El papel de la tecnología y el software para la gestión de almacenes

Hacer que las operaciones logísticas dentro y fuera del almacén sean más eficientes y seguras significa aprovechar la tecnología digital y el software. Podríamos hablar del Internet de los objetos y de la automatización en la gestión de máquinas y procesos. Pero incluso la mera introducción de un software de gestión que desmaterializa la mayoría de las operaciones de adquisición de datos y ayuda a racionalizar el procesamiento de archivos permitiría a cualquier organización dar un gran salto adelante en calidad.

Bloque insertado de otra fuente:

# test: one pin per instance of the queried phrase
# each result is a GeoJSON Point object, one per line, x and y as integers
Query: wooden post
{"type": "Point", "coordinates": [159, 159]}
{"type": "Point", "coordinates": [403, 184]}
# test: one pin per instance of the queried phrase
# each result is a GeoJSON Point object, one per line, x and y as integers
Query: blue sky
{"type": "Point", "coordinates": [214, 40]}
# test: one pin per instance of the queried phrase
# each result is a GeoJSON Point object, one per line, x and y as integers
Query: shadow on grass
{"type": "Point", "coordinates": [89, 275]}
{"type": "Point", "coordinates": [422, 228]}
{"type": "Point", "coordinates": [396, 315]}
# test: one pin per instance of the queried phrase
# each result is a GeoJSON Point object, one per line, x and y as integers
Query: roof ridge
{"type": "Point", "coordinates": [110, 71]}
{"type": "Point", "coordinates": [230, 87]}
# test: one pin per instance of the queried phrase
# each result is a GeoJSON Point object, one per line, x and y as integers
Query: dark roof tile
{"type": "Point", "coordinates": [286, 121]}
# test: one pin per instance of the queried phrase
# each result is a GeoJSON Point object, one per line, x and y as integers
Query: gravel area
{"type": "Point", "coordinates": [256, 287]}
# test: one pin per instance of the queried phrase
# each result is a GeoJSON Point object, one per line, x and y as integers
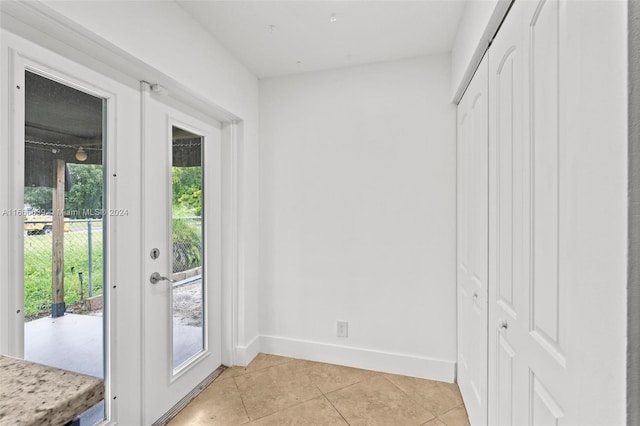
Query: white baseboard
{"type": "Point", "coordinates": [245, 354]}
{"type": "Point", "coordinates": [369, 359]}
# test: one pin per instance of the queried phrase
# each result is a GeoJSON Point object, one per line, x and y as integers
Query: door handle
{"type": "Point", "coordinates": [156, 277]}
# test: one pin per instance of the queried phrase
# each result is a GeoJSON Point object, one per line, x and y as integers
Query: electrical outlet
{"type": "Point", "coordinates": [343, 329]}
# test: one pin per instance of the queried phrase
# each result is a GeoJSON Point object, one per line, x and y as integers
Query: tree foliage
{"type": "Point", "coordinates": [86, 190]}
{"type": "Point", "coordinates": [187, 189]}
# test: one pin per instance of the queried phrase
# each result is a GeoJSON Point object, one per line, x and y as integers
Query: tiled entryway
{"type": "Point", "coordinates": [275, 390]}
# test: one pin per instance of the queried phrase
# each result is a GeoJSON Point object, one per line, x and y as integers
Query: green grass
{"type": "Point", "coordinates": [37, 268]}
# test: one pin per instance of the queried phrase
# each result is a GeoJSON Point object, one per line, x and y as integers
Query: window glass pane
{"type": "Point", "coordinates": [187, 240]}
{"type": "Point", "coordinates": [63, 223]}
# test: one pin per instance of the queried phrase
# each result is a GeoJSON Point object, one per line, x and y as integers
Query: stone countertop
{"type": "Point", "coordinates": [34, 394]}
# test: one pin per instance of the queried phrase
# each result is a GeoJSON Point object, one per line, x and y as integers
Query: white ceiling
{"type": "Point", "coordinates": [303, 38]}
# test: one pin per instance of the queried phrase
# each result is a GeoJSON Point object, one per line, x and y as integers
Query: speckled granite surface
{"type": "Point", "coordinates": [33, 394]}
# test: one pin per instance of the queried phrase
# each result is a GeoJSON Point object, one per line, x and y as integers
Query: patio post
{"type": "Point", "coordinates": [57, 276]}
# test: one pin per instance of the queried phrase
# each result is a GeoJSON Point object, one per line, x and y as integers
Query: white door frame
{"type": "Point", "coordinates": [125, 366]}
{"type": "Point", "coordinates": [163, 382]}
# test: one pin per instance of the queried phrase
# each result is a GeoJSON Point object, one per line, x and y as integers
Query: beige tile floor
{"type": "Point", "coordinates": [274, 390]}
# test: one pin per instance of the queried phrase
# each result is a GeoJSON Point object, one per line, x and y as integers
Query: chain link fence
{"type": "Point", "coordinates": [83, 261]}
{"type": "Point", "coordinates": [83, 266]}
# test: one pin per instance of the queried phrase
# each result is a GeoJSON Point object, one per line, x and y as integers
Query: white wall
{"type": "Point", "coordinates": [358, 206]}
{"type": "Point", "coordinates": [164, 36]}
{"type": "Point", "coordinates": [479, 22]}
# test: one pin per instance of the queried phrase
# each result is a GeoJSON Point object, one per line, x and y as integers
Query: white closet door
{"type": "Point", "coordinates": [528, 378]}
{"type": "Point", "coordinates": [473, 245]}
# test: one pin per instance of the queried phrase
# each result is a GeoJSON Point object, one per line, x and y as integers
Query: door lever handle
{"type": "Point", "coordinates": [156, 277]}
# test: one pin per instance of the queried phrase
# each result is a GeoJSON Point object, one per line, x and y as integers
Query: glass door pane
{"type": "Point", "coordinates": [63, 224]}
{"type": "Point", "coordinates": [187, 237]}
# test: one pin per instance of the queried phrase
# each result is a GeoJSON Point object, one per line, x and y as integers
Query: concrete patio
{"type": "Point", "coordinates": [74, 342]}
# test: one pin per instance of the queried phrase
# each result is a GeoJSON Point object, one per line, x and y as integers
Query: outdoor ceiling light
{"type": "Point", "coordinates": [81, 155]}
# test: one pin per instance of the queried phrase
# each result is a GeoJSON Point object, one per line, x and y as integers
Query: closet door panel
{"type": "Point", "coordinates": [473, 245]}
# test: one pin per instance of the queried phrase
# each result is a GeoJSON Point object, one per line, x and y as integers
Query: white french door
{"type": "Point", "coordinates": [473, 245]}
{"type": "Point", "coordinates": [182, 249]}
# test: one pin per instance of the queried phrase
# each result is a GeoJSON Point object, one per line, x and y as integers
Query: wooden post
{"type": "Point", "coordinates": [57, 275]}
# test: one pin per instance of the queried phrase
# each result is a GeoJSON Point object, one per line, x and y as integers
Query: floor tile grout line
{"type": "Point", "coordinates": [451, 409]}
{"type": "Point", "coordinates": [412, 398]}
{"type": "Point", "coordinates": [334, 407]}
{"type": "Point", "coordinates": [242, 400]}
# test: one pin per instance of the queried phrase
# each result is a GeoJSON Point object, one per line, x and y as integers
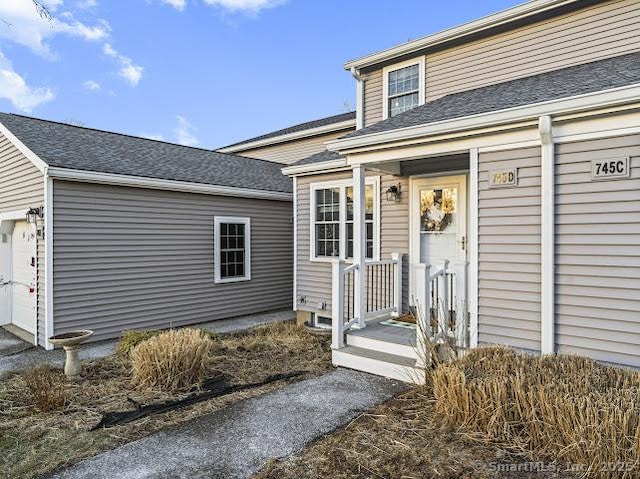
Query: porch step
{"type": "Point", "coordinates": [378, 363]}
{"type": "Point", "coordinates": [404, 349]}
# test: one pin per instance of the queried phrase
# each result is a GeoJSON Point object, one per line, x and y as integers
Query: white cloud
{"type": "Point", "coordinates": [153, 136]}
{"type": "Point", "coordinates": [25, 26]}
{"type": "Point", "coordinates": [177, 4]}
{"type": "Point", "coordinates": [185, 132]}
{"type": "Point", "coordinates": [15, 89]}
{"type": "Point", "coordinates": [250, 6]}
{"type": "Point", "coordinates": [129, 71]}
{"type": "Point", "coordinates": [91, 85]}
{"type": "Point", "coordinates": [87, 4]}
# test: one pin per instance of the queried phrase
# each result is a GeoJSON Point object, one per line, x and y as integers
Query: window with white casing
{"type": "Point", "coordinates": [332, 225]}
{"type": "Point", "coordinates": [232, 249]}
{"type": "Point", "coordinates": [403, 87]}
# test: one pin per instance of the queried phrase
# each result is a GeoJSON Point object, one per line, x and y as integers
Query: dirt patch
{"type": "Point", "coordinates": [35, 443]}
{"type": "Point", "coordinates": [400, 439]}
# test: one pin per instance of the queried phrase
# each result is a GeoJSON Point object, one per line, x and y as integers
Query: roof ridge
{"type": "Point", "coordinates": [276, 133]}
{"type": "Point", "coordinates": [128, 135]}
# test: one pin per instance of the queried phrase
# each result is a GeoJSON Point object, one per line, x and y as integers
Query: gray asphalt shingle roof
{"type": "Point", "coordinates": [72, 147]}
{"type": "Point", "coordinates": [301, 127]}
{"type": "Point", "coordinates": [576, 80]}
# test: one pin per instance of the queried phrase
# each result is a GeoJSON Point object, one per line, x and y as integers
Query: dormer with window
{"type": "Point", "coordinates": [403, 87]}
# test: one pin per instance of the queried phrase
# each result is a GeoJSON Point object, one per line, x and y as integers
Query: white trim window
{"type": "Point", "coordinates": [403, 87]}
{"type": "Point", "coordinates": [232, 249]}
{"type": "Point", "coordinates": [332, 219]}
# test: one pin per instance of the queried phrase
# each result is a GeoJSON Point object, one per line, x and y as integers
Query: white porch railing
{"type": "Point", "coordinates": [382, 294]}
{"type": "Point", "coordinates": [441, 300]}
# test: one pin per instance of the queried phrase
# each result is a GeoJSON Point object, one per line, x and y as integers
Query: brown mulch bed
{"type": "Point", "coordinates": [34, 443]}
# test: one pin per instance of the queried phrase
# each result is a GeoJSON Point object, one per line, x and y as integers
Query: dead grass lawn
{"type": "Point", "coordinates": [35, 443]}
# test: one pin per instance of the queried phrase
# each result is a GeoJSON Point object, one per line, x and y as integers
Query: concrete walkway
{"type": "Point", "coordinates": [10, 360]}
{"type": "Point", "coordinates": [237, 441]}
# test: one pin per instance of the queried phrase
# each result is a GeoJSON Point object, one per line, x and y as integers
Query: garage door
{"type": "Point", "coordinates": [24, 277]}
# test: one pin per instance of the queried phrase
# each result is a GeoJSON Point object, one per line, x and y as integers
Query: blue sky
{"type": "Point", "coordinates": [202, 72]}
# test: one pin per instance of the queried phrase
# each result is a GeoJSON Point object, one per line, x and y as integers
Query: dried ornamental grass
{"type": "Point", "coordinates": [45, 388]}
{"type": "Point", "coordinates": [567, 407]}
{"type": "Point", "coordinates": [170, 361]}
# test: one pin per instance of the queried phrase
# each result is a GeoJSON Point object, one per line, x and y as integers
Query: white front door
{"type": "Point", "coordinates": [438, 220]}
{"type": "Point", "coordinates": [23, 280]}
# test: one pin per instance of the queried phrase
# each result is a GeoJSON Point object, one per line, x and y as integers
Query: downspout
{"type": "Point", "coordinates": [359, 97]}
{"type": "Point", "coordinates": [547, 324]}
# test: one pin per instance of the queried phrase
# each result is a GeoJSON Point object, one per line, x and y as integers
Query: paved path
{"type": "Point", "coordinates": [10, 360]}
{"type": "Point", "coordinates": [237, 441]}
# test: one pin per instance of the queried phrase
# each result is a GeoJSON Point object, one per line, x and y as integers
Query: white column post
{"type": "Point", "coordinates": [397, 284]}
{"type": "Point", "coordinates": [359, 244]}
{"type": "Point", "coordinates": [443, 300]}
{"type": "Point", "coordinates": [473, 248]}
{"type": "Point", "coordinates": [460, 269]}
{"type": "Point", "coordinates": [547, 319]}
{"type": "Point", "coordinates": [422, 303]}
{"type": "Point", "coordinates": [337, 304]}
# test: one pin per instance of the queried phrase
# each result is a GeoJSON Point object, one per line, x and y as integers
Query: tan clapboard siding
{"type": "Point", "coordinates": [314, 278]}
{"type": "Point", "coordinates": [373, 98]}
{"type": "Point", "coordinates": [292, 151]}
{"type": "Point", "coordinates": [594, 33]}
{"type": "Point", "coordinates": [131, 258]}
{"type": "Point", "coordinates": [600, 31]}
{"type": "Point", "coordinates": [21, 183]}
{"type": "Point", "coordinates": [509, 251]}
{"type": "Point", "coordinates": [598, 253]}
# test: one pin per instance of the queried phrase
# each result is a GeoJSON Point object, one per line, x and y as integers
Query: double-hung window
{"type": "Point", "coordinates": [332, 221]}
{"type": "Point", "coordinates": [232, 249]}
{"type": "Point", "coordinates": [403, 87]}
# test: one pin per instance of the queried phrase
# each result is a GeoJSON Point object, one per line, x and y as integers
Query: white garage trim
{"type": "Point", "coordinates": [31, 156]}
{"type": "Point", "coordinates": [48, 260]}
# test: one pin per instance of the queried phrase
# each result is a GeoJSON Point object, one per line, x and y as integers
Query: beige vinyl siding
{"type": "Point", "coordinates": [509, 251]}
{"type": "Point", "coordinates": [133, 258]}
{"type": "Point", "coordinates": [21, 183]}
{"type": "Point", "coordinates": [292, 151]}
{"type": "Point", "coordinates": [373, 98]}
{"type": "Point", "coordinates": [598, 253]}
{"type": "Point", "coordinates": [600, 31]}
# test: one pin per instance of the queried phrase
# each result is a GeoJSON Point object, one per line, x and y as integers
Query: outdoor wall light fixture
{"type": "Point", "coordinates": [33, 214]}
{"type": "Point", "coordinates": [394, 192]}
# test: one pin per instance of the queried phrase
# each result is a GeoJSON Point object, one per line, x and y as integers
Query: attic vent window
{"type": "Point", "coordinates": [404, 87]}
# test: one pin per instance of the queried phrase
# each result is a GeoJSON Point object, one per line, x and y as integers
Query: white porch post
{"type": "Point", "coordinates": [359, 244]}
{"type": "Point", "coordinates": [337, 304]}
{"type": "Point", "coordinates": [397, 285]}
{"type": "Point", "coordinates": [461, 305]}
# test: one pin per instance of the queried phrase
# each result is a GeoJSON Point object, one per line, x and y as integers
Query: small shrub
{"type": "Point", "coordinates": [172, 360]}
{"type": "Point", "coordinates": [45, 388]}
{"type": "Point", "coordinates": [130, 339]}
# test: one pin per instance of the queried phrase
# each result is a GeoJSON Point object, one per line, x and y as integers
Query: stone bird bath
{"type": "Point", "coordinates": [71, 343]}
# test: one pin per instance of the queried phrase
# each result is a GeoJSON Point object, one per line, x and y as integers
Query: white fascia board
{"type": "Point", "coordinates": [314, 167]}
{"type": "Point", "coordinates": [31, 156]}
{"type": "Point", "coordinates": [513, 14]}
{"type": "Point", "coordinates": [320, 130]}
{"type": "Point", "coordinates": [579, 103]}
{"type": "Point", "coordinates": [160, 184]}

Desde las actividades de entrada de datos relacionadas con el DDT y el inventario hasta la presentación de informes en tiempo real sobre el movimiento de mercancías, con alertas oportunas sobre el logro de existencias mínimas o activos inmovilizados durante demasiado tiempo, pasando por el control del rendimiento en relación con los objetivos de productividad, el programa informático de gestión de almacenes ofrece ahora la posibilidad de tener, por una parte, una imagen constantemente actualizada de las existencias disponibles de mercancías y su ubicación en el almacén y, por otra, una estimación del agotamiento de las existencias mediante la planificación automática de las reordenaciones.

Con referencia al software de gestión de almacenes, Gartner ha definido el ERP «postmoderno» como una estrategia tecnológica que automatiza y conecta las funciones administrativas y operativas del negocio – por ejemplo, finanzas, recursos humanos, compras, producción y distribución – aplicando diferentes niveles de integración. De esta manera, los beneficios de la adopción del ERP se extienden más allá de las funciones administrativas, integrándose con las áreas operativas, como la gestión de pedidos, la producción, la logística y la cadena de suministro, con el fin de optimizar la eficiencia operativa.